Dans ce grand numéro de cirque qu’est aujourd’hui Mission : Impossible, deux voltigeurs valent mieux qu’un. On craint pour deux vies au lieu d’une, en sachant en plus que l’une dépend de l’autre. Il faut juste qu’elles se valent. C’est le cas pour Ilsa Faust et de son interprète Rebecca Ferguson, un agent double ou triple ou quadruple, bref une solitaire persuadée de faire ce qu’il faut, tout comme Hunt, incarnée par une comédienne faisant elle-même ses cascades, tout comme Cruise. Les dernières fois qu’on a vu un corps d’actrice s’éclater autant, c’était dans Boulevard de la mort avec Zoe Bell et Piégée avec Gina Carano, sauf que la 1ère était cascadeuse de métier et la 2nde, combattante de MMA. Aucune des deux n’a fait véritablement carrière. Ferguson, elle, a fait le trajet inverse, de l’acting vers la performance physique.
Rebecca, elle aime le tango et les promenades
Mannequin à 13 ans, actrice dans une série TV à 16 ans, elle a fréquenté une école de musique, avant de diriger une école de tango et de s’installer avec son compagnon, rencontré en Angleterre, à proximité d’un village de pêcheurs de sa Suède natale. Les promenades à vélo au milieu des champs de colza ne satisfont pas totalement ses ambitions, aussi accepte-t-elle le rôle de la reine Elisabeth – pas l’actuelle, celle du 15ème siècle – dans la série The White Queen, qui lui vaut une citation au Golden Globe en 2014. Tom Cruise la remarque. Ferguson lui envoie un essai vidéo de 5 minutes qu’il apprécie, au point d'aller arracher la jeune femme à son tournage du moment. « J’ai eu un appel pendant que je tournais The Red Tent au Maroc, assise sur un chameau nommé Barbie, m’informant que je devais rencontrer Tom Cruise et Christopher McQuarrie à Londres » raconte l’actrice à Vogue. « J’ai fait un saut là-bas et 24 heures après, j’étais de retour sur Barbie ». Pas pour longtemps. La rencontre s’est si bien passée que Cruise charge son expert en cascades, Wade Eastwood, et son équipe, de se rendre au Maroc pour faire exécuter certaines chorégraphies à Fergusson et vérifier ses aptitudes physiques. « Quand je suis revenue à Londres ensuite, ils m’ont directement conduite de l’aéroport à la salle de gym. Pendant les 6 semaines qui ont suivi, je me suis entraînée 6 heures par jour, 5 ou 6 jours par semaine. Il n’était question que de travail physique ». Le 1er jour de tournage de Rogue Nation est au diapason : Fergusson doit glisser sur un filin depuis le toit de l’opéra de Vienne, en tenue de soirée, les jambes cramponnées autour de Tom Cruise, pour une descente de 35 mètres, à reproduire 10 fois afin de l’avoir sous tous les angles de caméra. Ce ne serait pas drôle si en plus l’actrice n’avait le vertige…
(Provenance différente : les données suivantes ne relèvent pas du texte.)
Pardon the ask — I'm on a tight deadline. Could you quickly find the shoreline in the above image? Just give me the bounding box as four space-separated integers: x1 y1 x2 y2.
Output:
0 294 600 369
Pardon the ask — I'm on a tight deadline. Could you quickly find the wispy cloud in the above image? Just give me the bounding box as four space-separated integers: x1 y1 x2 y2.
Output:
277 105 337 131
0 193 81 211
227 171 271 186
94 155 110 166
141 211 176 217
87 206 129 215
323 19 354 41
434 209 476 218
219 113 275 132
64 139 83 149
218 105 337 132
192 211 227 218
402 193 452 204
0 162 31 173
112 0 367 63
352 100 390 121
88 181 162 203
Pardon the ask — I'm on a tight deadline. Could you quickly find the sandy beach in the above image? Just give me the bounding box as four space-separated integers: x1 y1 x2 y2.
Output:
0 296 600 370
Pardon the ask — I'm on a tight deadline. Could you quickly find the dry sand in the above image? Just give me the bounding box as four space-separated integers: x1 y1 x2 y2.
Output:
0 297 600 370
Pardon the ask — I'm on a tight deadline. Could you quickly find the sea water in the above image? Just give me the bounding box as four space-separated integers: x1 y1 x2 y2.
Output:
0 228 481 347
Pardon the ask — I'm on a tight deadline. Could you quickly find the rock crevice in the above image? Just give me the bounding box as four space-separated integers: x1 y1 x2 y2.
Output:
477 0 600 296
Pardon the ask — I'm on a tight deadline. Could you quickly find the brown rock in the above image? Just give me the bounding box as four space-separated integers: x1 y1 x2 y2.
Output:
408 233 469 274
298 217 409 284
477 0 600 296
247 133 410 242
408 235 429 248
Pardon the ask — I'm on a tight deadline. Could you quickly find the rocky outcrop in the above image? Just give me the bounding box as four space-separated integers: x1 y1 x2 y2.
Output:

Une Ingrid Bergman qui aurait appris à se battre
Hitchcockienne jusqu’au bout Rebecca, avec son prénom hitchcockien, sa peur du vide de héros hitchcockien (Sueurs froides), ses origines d’actrice hitchcockienne (suédoise comme Ingrid Bergman ; Les Enchaînés) et son double rôle additionnant ceux de l’assassin et du sauveteur de L’homme qui en savait trop, justement lors d’une longue et forte séquence à l’opéra de Vienne, inspirée d’Hitchcock, de l’aveu même de McQuarrie. La première d’une longue série d’entrejambes, où Ferguson fait remonter le canon de son fusil entre ses cuisses tel un pénis en érection, pour se livrer plus tard à d’innombrables et athlétiques reformulations infernales de cunilingus, fatales à tous les hommes pris dans son étau...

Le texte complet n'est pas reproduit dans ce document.